Finally, the court pointed out that although the conditions of Simpson's incidental take permit did not require FWS to reinitiate consultation regarding the marbled murrelet or coho salmon, Simpson is not allowed under the ESA to take those species. Furthermore, under section 9 of the ESA, either FWS or EPIC could seek relief if the marbled murrelet or coho salmon were threatened with imminent harm by Simpson's logging activities. In such a circumstance FWS would have the authority to revoke Simpson's spotted owl permit because activities covered by the permit were being conducted in violation of the ESA.

The dissent argued that the majority impermissibly read a new requirement into the ESA regulation quoted above, a requirement unwarranted by statute, unsupported by the permit documents, and inconsistent with Ninth Circuit precedent. The dissent stated that the ESA regulation "does not require the parties to anticipate the specific purpose for which discretion may be exercised in order for there to be sufficient discretionary control that it can benefit a newly listed species."[6]

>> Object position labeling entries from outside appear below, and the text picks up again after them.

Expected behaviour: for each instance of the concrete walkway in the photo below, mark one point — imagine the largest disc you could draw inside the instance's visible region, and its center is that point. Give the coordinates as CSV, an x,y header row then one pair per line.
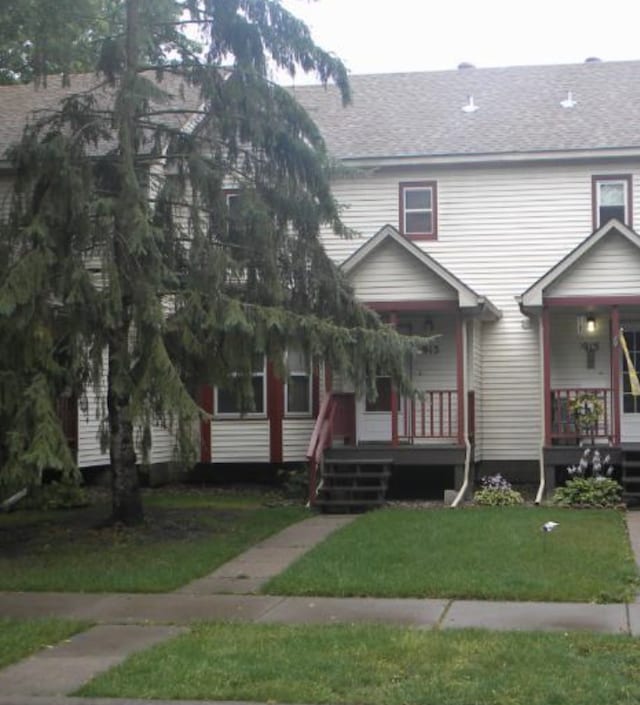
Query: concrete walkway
x,y
131,622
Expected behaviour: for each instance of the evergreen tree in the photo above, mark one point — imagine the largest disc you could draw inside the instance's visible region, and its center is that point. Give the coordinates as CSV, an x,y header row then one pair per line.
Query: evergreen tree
x,y
133,173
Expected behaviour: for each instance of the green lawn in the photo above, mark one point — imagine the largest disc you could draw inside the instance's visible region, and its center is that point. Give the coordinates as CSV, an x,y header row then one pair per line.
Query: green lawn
x,y
482,553
21,637
186,535
377,665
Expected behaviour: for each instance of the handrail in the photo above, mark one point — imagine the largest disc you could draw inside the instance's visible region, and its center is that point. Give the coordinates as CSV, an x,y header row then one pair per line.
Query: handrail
x,y
321,438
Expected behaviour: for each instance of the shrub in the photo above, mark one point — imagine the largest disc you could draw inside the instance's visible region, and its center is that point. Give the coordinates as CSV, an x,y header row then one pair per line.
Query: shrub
x,y
496,492
591,483
597,491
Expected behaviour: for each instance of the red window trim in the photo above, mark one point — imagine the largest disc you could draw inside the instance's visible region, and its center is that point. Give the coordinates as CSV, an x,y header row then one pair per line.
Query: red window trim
x,y
598,178
433,185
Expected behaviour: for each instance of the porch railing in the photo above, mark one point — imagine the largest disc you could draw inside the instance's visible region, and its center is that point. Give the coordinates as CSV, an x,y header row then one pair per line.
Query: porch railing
x,y
563,425
434,415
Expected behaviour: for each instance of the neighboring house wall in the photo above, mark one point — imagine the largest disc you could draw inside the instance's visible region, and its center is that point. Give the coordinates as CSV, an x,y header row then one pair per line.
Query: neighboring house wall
x,y
499,229
240,440
611,266
296,433
90,412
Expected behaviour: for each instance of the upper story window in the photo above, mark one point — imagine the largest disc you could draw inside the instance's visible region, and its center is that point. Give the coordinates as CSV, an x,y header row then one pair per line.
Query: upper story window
x,y
298,386
611,199
418,214
230,400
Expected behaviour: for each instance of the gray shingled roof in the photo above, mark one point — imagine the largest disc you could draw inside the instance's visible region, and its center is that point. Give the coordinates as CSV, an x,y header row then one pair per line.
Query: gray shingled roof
x,y
419,114
23,103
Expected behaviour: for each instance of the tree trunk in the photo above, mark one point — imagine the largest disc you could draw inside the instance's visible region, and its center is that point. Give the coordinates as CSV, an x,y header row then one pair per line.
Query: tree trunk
x,y
125,489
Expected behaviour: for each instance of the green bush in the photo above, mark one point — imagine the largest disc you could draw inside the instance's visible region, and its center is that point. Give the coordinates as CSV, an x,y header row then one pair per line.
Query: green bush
x,y
595,491
489,497
497,492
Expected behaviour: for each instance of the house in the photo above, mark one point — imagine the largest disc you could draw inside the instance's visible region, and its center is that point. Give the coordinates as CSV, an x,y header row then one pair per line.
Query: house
x,y
494,210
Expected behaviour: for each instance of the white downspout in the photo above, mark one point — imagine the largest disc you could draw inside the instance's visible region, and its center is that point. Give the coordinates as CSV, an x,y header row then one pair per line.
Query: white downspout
x,y
465,422
541,487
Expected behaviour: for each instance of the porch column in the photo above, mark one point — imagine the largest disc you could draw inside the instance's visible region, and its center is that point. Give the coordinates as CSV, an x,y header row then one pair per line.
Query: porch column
x,y
393,320
275,412
205,400
615,372
460,342
546,372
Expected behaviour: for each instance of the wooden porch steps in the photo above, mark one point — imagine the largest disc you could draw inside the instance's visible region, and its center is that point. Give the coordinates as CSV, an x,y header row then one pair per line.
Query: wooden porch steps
x,y
353,484
631,472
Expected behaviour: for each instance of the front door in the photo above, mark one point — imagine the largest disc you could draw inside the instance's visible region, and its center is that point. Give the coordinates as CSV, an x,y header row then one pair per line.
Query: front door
x,y
630,405
373,418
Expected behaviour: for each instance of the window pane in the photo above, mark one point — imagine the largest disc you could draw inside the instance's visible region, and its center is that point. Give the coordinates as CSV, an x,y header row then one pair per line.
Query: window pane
x,y
417,222
297,361
612,194
298,397
383,402
419,199
609,212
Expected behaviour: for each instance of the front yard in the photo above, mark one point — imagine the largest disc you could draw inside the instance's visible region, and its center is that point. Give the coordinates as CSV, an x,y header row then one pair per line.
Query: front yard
x,y
492,553
187,534
380,666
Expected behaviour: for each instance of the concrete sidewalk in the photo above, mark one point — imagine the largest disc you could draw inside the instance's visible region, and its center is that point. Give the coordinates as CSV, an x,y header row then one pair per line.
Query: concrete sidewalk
x,y
130,622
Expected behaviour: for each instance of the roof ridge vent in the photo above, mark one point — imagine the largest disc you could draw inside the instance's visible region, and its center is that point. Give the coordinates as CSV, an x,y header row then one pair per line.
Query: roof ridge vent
x,y
470,107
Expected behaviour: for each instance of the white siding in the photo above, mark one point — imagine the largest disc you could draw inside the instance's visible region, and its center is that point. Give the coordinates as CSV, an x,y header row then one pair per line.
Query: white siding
x,y
89,420
475,378
392,274
296,434
610,267
499,230
240,441
92,410
569,360
5,196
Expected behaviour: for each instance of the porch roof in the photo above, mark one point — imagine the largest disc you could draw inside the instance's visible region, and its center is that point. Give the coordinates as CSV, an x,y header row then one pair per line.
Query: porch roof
x,y
532,300
467,299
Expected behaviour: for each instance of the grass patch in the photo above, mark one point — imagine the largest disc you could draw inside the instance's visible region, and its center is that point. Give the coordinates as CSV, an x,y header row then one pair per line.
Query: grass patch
x,y
380,666
186,535
493,553
20,638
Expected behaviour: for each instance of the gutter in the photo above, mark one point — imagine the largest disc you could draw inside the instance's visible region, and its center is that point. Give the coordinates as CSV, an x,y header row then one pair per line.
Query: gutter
x,y
541,486
467,444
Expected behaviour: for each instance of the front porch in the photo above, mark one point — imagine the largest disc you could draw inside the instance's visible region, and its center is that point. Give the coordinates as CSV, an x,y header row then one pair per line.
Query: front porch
x,y
588,308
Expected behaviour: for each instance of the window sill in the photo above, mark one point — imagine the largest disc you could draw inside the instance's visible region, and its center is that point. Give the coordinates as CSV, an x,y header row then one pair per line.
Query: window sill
x,y
420,236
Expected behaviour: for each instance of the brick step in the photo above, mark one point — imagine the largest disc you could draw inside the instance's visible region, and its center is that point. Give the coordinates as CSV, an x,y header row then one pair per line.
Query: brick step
x,y
360,460
351,502
356,475
350,491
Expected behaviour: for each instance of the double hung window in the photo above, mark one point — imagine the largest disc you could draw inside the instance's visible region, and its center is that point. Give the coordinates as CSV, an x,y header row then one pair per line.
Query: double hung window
x,y
418,214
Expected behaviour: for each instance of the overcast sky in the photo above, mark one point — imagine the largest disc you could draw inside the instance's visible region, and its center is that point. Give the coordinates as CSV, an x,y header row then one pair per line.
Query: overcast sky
x,y
373,36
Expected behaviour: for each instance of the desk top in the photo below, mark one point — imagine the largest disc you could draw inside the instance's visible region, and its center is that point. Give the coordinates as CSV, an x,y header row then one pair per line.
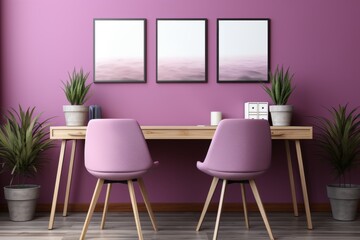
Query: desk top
x,y
184,132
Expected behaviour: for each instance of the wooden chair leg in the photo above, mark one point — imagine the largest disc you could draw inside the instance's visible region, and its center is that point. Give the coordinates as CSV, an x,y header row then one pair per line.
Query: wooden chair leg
x,y
135,209
261,208
94,199
219,209
147,203
68,184
243,195
207,202
106,205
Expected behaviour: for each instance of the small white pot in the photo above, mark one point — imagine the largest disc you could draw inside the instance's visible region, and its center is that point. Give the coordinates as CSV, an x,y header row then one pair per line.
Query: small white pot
x,y
76,115
281,114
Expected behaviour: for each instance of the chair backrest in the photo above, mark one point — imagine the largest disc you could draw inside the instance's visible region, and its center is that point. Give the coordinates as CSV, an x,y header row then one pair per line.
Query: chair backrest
x,y
240,145
116,145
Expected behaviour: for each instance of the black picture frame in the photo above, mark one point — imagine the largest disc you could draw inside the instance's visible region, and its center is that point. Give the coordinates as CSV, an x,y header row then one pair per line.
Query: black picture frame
x,y
181,50
120,50
243,50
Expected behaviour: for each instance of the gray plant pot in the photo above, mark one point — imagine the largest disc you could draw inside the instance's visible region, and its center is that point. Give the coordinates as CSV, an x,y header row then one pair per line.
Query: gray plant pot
x,y
21,201
76,115
344,201
281,114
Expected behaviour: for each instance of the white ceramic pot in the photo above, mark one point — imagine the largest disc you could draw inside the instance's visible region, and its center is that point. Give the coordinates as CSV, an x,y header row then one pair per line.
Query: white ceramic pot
x,y
76,115
281,114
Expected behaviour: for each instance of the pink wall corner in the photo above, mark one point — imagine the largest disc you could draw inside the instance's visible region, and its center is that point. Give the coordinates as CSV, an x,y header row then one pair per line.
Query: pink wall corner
x,y
42,40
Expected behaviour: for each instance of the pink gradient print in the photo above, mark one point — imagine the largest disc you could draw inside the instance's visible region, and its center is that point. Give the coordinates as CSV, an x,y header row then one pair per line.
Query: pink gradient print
x,y
120,50
243,50
243,69
181,69
120,70
181,50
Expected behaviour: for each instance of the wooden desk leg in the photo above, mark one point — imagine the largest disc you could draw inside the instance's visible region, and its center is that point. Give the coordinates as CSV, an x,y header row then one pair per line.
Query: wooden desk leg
x,y
57,183
68,185
303,184
291,178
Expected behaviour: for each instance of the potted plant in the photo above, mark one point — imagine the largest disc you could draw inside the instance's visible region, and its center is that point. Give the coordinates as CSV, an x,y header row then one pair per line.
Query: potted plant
x,y
339,140
23,140
280,92
76,92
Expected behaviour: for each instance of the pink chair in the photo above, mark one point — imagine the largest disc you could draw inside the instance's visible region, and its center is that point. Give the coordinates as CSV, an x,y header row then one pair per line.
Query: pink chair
x,y
116,152
239,152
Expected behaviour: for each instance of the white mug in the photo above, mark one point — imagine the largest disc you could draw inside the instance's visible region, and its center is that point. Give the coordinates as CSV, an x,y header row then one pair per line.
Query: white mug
x,y
215,118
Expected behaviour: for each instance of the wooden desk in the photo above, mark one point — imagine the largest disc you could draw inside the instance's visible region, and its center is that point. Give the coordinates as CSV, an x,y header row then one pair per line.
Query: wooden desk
x,y
295,133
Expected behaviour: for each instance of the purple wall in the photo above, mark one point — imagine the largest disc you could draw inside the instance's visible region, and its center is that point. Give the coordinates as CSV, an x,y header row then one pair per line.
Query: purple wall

The dissent identified multiple sources of discretion authorizing FWS to reconsider Simpson's permit. Specifically, a regulatory phrase written into the permit "reserve[d] the right to amend any permit for just cause at any time during its term."[7] The implementation agreement stated that nothing in the permit limited the government's authority or responsibility to fulfill its responsibilities under the ESA.[8] The dissent concluded that "[t]hese sources of discretion, together with the promises made by Simpson in its HCP, provide sufficient remedial authority for FWS to implement measures that inure to the benefit of the marbled murrelet and coho salmon,"[9] thereby satisfying the condition of retained federal discretion that triggers FWS's duty to reinitiate consultation.

 



[1] Endangered Species Act of 1973, 16 U.S.C. §§ 1531-1544 (2000).

[2] 50 C.F.R. § 402.16 (2001).

[3] Envtl. Prot. Info. Ctr. v. Simpson Timber Co. (EPIC), 255 F.3d 1073, 1080 (9th Cir. 2001) (quoting Sierra Club v. Babbitt, 65 F.3d 1502, 1509 (9th Cir. 1995)). The court found that Sierra Club, not Pacific Rivers Council v. Thomas, 30 F.3d 1050 (9th Cir. 1994), as EPIC contended, controlled the case.

[4] Id. at 1080-81 (quoting the HCP at 195).

[5] 50 C.F.R. § 13.23(b) (2001).

[6] EPIC, 255 F.3d at 1085.

[7] 50 C.F.R. § 13.23 (2001).

[8] The dissent identified ESA section 7 as imposing a "separate, affirmative duty" on FWS to assure that agency actions will not harm listed species. EPIC, 255 F.3d at 1085.

[9] Id. at 1084-85. Simpson promised to submit THPs that included measures to protect "other species of concern." Id. at 1085.